Neurodegenerative diseases are caused by excessive neuronal death in distinct brain areas. For example, in Huntington’s disease the striatum is a specifically vulnerable region and disease may benefit from enhanced neuronal protection against oxidative stress. Glyceraldehyde 3-Phosphate Dehydrogenase, known as GAPDH, is a central enzyme in glucose metabolism, but it also plays an additional role in cell death induction. When toxic products are produced by neurons, GAPDH migrates from the cytosol to the nucleus resulting in cell death.
A research team at the Cornell University found that a component of aspirin binds to GAPDH preventing it from triggering cell death. Their data was published in a study entitled “Human GAPDH Is a Target of Aspirin’s Primary Metabolite Salicylic Acid and Its Derivatives” in the journal PLOS ONE.

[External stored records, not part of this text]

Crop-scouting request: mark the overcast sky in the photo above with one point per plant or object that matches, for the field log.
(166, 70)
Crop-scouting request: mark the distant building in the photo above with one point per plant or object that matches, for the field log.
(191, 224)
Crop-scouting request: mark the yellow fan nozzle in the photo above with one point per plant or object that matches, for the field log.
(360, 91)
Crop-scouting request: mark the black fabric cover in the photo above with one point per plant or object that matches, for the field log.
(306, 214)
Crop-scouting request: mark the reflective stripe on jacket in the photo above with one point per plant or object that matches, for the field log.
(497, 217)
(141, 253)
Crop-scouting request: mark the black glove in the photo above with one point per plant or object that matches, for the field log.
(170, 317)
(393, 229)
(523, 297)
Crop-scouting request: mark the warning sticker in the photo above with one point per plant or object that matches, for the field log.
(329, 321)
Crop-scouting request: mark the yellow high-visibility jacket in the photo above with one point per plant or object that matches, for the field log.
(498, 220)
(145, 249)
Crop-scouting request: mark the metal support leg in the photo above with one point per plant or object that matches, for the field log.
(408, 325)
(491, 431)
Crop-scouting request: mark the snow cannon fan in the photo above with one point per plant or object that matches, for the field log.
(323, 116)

In mammals, the primary action of aspirin and of its primary breakdown product, known as salicylic acid (SA), has been attributed to the inhibition of enzymes involved in inflammation. However, experimental data suggest there are additional targets responsible for aspirin’s pharmacological effects. This research team has previously established a screening system in plants to find SA binding partners, which identified GAPDH. In the current study, they demonstrated that human GAPDH, like its plant counterpart, binds SA and suppresses both GAPDH nuclear translocation and cell death induced by a neurotoxin.
“The enzyme GAPDH, long thought to function solely in glucose metabolism, is now known to participate in intracellular signaling,” co-author Solomon Snyder said in a press release. “The new study establishes that GAPDH is a target for salicylate drugs related to aspirin, and hence may be relevant to the therapeutic actions of such drugs.”
Researchers also discovered a natural derivative of salicylic acid from the Chinese medical herb licorice that binds strongly to GAPDH and is more effective than salicylic acid at blocking GAPDH’s movement into the nucleus and inducing cell death.
The study shows that the development of new and better salicylic acid-based treatments may help prevent excessive neuronal loss in neurodegenerative diseases such as Huntington’s disease. “The discovery of SA derivatives, which are 3–30 times more efficacious than SA, further supports the possibility that salicylates may be of therapeutic value in the treatment or even prevention of several widespread and devastating neurodegenerative diseases including Alzheimer’s and Parkinson’s diseases,” the authors concluded in their study.